Данилыч подхватывал:
— Доски для опалубки тоже на всех московских лесопилках бы надо пилить. Здешние лесопилки не управляются. И о том бы, мин херр, Францу Яковлевичу тоже надобно отписать.
Сами Пётр и Данилыч работали не покладая рук: сколачивали стапели, тесали сырые, мёрзлые брёвна, стругали брусья — показывали пример делом, работой.
«А за воронежскими десятниками смотри да смотри, — раздумывал Меншиков. — Воротяжки. Дубы стоеросовые. Одеты как сторожа у складов: в тулупах, валенках, у всех в руках суковатые палки. Смотрят волками. Заросли, — ажно из ушей седые космы торчат. Слова зря не уронят. Себе на уме мужики».
— А вы делом доказывайте, — накидывался на них Алексашка, — что с палками-то шастаете! Или что сторожите?
Но десятники, встречавшие его низкими поклонами, мяли шапки, стоя перед ним равнодушно-почтительно, с таким видом, что всё равно ничего не поделаешь.
В конце концов, Данилыч махал рукой, сбрасывал кафтан, плевал на руки — и во главе десятка:
— А ну, робятушки!.. Будет по чарке! — коротко взмахивая топором, ловко надрубая бревно в местах будущей затеей. Разогнувшись, он снова плевал на ладони и привычно сноровисто принимался тесать.
Недаром о нём толки шли:
— Мастак!.. Да и во всё, как есть, он вникает. Во всё! И в ратном тож деле, заметь, особливо когда до новинок доходит, в том разе смысленней его почесть нет никого. А государю то лестно. Вот и пойми ты из этого!
— Может, и за бомбардира ответить?
— Не то что за бомбардира, а может… Даже диву даёшься!.. Мы-то, чай, видим. Не-ет, мы даром не хвалим… А уж так-то сказать — и отчаянный! То возьми во внимание: кругом ядра свищут, бывало, турецкие… И сейчас в ответ наши — р-раз! — из всех ружей, да опосля того — гр-рох! — из всех пушек. И пошло, братец мой, и пошло, индо сердце захолодает, дух захватывает, руки отымаются!
— Привычку надо по этой части.
— И не говори! Подумаешь умом — головушка кругом. Кабы, кажись, маленько ещё — помереть! Ужасть, братец ты мой! И о двух головах пропадёшь!
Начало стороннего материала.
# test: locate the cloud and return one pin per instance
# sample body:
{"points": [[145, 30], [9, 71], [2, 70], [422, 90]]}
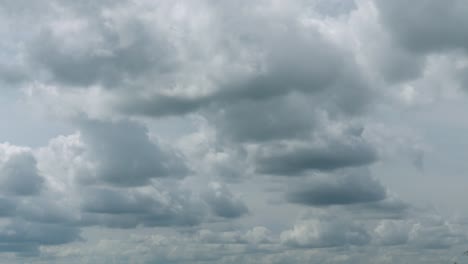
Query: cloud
{"points": [[124, 154], [18, 171], [146, 206], [338, 190], [223, 203], [328, 232], [330, 155], [415, 28]]}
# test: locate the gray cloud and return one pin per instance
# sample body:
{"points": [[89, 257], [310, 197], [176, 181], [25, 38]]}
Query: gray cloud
{"points": [[124, 154], [415, 28], [326, 232], [338, 190], [19, 174], [132, 207], [286, 160], [223, 203]]}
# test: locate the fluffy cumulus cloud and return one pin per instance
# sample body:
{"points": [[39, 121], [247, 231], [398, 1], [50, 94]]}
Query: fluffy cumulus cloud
{"points": [[232, 131]]}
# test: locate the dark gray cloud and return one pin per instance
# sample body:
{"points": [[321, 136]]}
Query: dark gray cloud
{"points": [[128, 208], [19, 175], [259, 121], [338, 190], [124, 154], [223, 203], [20, 236], [290, 161], [325, 232]]}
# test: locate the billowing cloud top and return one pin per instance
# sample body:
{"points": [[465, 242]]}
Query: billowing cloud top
{"points": [[264, 131]]}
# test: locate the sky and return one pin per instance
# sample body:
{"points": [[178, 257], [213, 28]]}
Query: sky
{"points": [[264, 131]]}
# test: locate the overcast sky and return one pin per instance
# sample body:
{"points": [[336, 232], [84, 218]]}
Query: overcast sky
{"points": [[261, 132]]}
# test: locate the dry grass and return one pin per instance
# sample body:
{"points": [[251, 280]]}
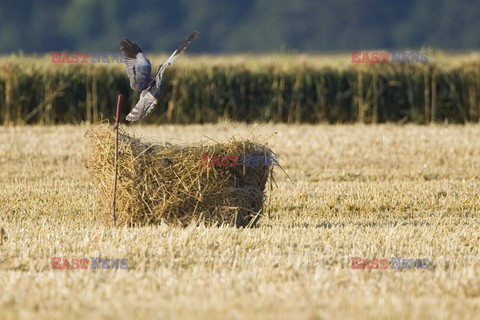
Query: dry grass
{"points": [[177, 184], [368, 191]]}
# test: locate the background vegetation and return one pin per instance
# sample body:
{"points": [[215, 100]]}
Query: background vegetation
{"points": [[239, 25], [278, 88]]}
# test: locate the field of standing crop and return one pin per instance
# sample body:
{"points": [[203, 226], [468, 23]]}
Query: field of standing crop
{"points": [[358, 191]]}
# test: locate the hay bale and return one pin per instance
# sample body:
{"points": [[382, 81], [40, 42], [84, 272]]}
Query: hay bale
{"points": [[170, 183]]}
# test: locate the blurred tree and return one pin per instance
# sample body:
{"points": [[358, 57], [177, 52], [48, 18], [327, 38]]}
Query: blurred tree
{"points": [[238, 25]]}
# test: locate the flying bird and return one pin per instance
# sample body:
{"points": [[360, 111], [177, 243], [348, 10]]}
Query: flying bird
{"points": [[139, 72]]}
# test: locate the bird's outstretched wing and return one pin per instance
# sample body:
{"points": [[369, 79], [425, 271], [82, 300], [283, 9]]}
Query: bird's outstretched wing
{"points": [[139, 68], [143, 107], [184, 45]]}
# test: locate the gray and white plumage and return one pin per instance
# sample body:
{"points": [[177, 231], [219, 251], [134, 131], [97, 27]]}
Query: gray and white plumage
{"points": [[139, 73]]}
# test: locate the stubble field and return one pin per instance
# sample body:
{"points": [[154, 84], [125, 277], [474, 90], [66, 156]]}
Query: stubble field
{"points": [[358, 191]]}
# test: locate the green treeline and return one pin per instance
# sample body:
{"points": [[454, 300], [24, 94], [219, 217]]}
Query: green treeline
{"points": [[34, 91], [238, 25]]}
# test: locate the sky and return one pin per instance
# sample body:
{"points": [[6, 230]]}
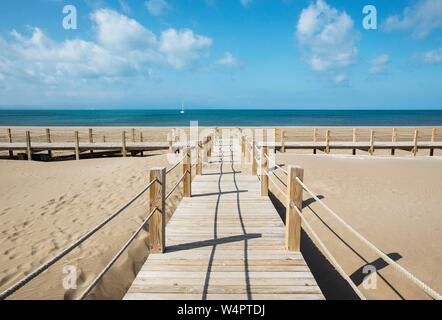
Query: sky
{"points": [[297, 54]]}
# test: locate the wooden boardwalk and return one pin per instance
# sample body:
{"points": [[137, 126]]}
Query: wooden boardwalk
{"points": [[225, 242]]}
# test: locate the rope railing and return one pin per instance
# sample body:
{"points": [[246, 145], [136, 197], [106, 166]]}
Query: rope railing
{"points": [[332, 259], [176, 185], [23, 281], [432, 293], [115, 258], [275, 184], [176, 165], [275, 164]]}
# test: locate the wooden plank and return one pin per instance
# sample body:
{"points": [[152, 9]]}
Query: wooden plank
{"points": [[225, 242]]}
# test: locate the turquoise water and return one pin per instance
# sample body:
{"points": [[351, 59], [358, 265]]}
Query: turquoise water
{"points": [[220, 117]]}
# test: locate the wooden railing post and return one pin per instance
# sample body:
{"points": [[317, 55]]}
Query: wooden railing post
{"points": [[254, 164], [264, 170], [157, 223], [433, 139], [11, 152], [187, 171], [354, 140], [28, 145], [77, 146], [327, 141], [170, 141], [91, 139], [48, 140], [315, 138], [141, 140], [416, 135], [198, 165], [393, 140], [294, 199], [243, 150], [123, 142]]}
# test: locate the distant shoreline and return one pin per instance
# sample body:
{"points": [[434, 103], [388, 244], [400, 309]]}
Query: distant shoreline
{"points": [[220, 118]]}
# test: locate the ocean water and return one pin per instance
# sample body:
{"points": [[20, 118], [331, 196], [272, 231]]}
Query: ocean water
{"points": [[220, 117]]}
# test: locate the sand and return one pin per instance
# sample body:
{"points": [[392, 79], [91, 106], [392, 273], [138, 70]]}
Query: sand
{"points": [[47, 206], [393, 201]]}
А ему хоть бы что, балагурит, чертяка. Заметь: не кланяется пулям да ядрам, не прячется, а завсегда на виду, да ещё балагурит. Верно тебе говорю. И всё ловко, ядрёно да весело. Ну, разносчиком был, сам понимаешь… Опять же нужно тебе сказать, на корабле он, как векша, по канатам, по мачтам-от лазает…
Да, что служил, что работал Данилыч отменно — весело, чисто, сноровисто.
— Любо-два! — с завистью и радостью вскрикивал Пётр, старавшийся рядом, в соседнем, правофланговом десятке, с нескрываемым восхищением наблюдал, как из-под топора Алексашки пласт маслянисто-желтой щепы с сочным хрустом, ровно, «по нитке», отваливается от гладко отёсанного бревна.
Несмотря на препоны и порушения, всё было «здорово», и «дело шло с поспешением», потому что «мы, — писал Пётр Стрешневу, — по приказу прадеду нашему Адаму в поте лица едим хлеб свой».